The recent earthquake had an impact throughout the country. Some of the districts were more directly affected while some other indirectly. The ELT community could not be the exception. The huge damage has been devastating but the hope is still there ‘we are not crushed’. Gradually the things are getting back to normal. All the people are trying to hide their pain and continue their contribution with the motto: ‘together we can’.
The first article of this issue is by Janak Raj Pant. In his article, he has recognized the needs for psychosocial support needs of the students in directly and indirectly affected areas and the possible activities the teachers might want to implement in their classroom. We hope this article will provide some tips and techniques for re-establishing education after an emergencies and ensure protective environment for children, who are more vulnerable to exploitation and abuse. Equally, we hope this will be helpful for basic ways to deal in the classroom which will be beneficial from the post disaster perspective but at the same time also be helpful from the perspective of teaching English.
Laxmi Prasad Ojha in his reflective article ‘Quality Education Through Quality Teachers: How to Bring Intelligent Individuals into the Teaching Profession?’ has accounted for the current trend popular among the students to prefer other disciplines than education as their future career and further discussed how it has affected the ‘supply’ of quality teachers to the job market. Also, the author has attempted to explore the reasons behind this apathy of the intelligent students towards teaching profession.
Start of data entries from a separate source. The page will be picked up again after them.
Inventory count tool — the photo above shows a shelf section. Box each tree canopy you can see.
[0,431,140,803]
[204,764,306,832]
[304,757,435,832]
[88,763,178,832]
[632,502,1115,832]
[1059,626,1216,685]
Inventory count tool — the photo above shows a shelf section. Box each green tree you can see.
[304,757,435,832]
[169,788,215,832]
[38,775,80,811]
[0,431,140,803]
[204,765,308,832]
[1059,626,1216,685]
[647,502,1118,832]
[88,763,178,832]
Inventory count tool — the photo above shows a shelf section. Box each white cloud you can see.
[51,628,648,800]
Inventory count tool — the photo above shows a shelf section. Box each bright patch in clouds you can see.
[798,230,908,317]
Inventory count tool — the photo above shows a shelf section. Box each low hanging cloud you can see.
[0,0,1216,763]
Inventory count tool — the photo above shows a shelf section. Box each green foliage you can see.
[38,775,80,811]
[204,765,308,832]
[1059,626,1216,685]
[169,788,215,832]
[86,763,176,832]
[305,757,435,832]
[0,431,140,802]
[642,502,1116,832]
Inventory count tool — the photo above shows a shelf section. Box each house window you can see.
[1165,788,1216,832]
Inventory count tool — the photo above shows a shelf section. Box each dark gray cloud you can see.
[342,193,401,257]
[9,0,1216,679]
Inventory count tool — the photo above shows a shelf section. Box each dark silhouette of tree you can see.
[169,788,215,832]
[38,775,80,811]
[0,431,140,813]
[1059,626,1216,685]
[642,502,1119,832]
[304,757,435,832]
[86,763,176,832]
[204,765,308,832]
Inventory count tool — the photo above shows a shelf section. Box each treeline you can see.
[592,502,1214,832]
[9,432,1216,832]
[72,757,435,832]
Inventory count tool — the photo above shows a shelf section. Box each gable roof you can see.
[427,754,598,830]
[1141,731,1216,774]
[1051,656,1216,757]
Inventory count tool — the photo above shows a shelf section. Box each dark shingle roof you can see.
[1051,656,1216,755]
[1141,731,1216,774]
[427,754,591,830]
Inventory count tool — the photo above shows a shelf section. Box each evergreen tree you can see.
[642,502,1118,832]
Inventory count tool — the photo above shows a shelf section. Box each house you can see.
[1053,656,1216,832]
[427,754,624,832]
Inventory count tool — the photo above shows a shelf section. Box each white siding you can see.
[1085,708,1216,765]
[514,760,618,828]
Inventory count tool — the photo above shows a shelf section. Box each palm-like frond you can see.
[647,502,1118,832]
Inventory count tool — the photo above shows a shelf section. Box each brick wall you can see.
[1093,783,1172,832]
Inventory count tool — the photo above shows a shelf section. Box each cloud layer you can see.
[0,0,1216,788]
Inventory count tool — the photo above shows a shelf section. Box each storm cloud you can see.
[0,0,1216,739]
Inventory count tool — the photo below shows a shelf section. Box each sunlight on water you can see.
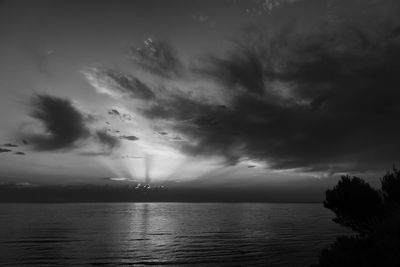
[0,203,344,266]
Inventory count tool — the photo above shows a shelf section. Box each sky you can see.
[0,0,400,197]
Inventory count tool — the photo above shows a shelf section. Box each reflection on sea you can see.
[0,203,344,266]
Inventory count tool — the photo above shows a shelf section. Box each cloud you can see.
[134,1,400,172]
[26,94,89,150]
[131,38,184,78]
[82,68,155,100]
[119,135,139,141]
[3,143,18,147]
[95,130,120,150]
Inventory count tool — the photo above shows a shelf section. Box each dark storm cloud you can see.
[200,49,265,94]
[95,130,120,150]
[27,94,89,150]
[135,1,400,171]
[131,38,183,78]
[23,94,119,155]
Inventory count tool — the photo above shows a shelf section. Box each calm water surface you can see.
[0,203,345,267]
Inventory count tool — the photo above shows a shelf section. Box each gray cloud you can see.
[119,135,139,141]
[131,38,183,78]
[134,1,400,172]
[83,68,155,100]
[95,130,120,150]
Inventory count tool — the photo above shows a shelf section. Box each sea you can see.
[0,203,349,267]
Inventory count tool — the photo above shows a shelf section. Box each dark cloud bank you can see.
[24,94,119,151]
[117,1,400,172]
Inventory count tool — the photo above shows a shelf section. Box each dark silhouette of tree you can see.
[381,166,400,205]
[324,176,383,235]
[313,167,400,267]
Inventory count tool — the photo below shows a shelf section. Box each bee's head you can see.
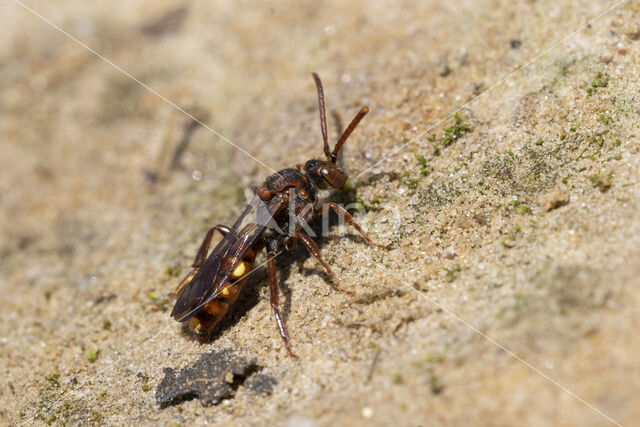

In his article ‘The Dynamics of Language Proficiency’, Suman Laudari has provided an account for the criteria used in defining language proficiency, measuring against those criteria followed by short description why those criteria in second language research are important with the aims ‘to tease out these nuances that are related to the dynamics of how good someone is in a particular language’ and shed light on ‘how we know whether someone is more or less proficient in a language? What evidences are used to make claims that somebody has native like proficiency or for that matter a low proficiency’.
Mabindra Regmi in Deconstructionist Analysis of Laxmi Prasad Devkota’s “The Lunatic” has presented how this ‘semi-autobiographical work of the poet resists the social injustice advocating an alternative perspective of the world around him’. In this analytical writing, the author has presented deconstructionist analysis of the poem.
In ‘English Grammar and the Views of M.Ed. Students’, Ramesh Prasad Ghimire explores the M.Ed.(Masters in Education) level students’ perception on M.Ed level Nepali English grammar and grammar syllabus. His research also investigates their knowledge of and attitude towards grammar teaching. The researcher used a set of questionnaire as a tool for data collection. The data were collected from a total of one hundred M.Ed. level students who were studying at University Campus, Kirtipur, Kathmandu, and then analyzed quantitatively as well as qualitatively. The overall findings of the survey revealed that M.Ed. level students in Nepal consider grammar as an unavoidable component of M. Ed. course. Majority of them argued in favour of explicit grammatical knowledge, and displayed positive attitude towards grammar teaching. But they are still in confusion regarding the goal of teaching grammar and level of language that needs to be emphasized during grammar instruction. Their pedagogical knowledge in relation to grammar teaching is inadequate.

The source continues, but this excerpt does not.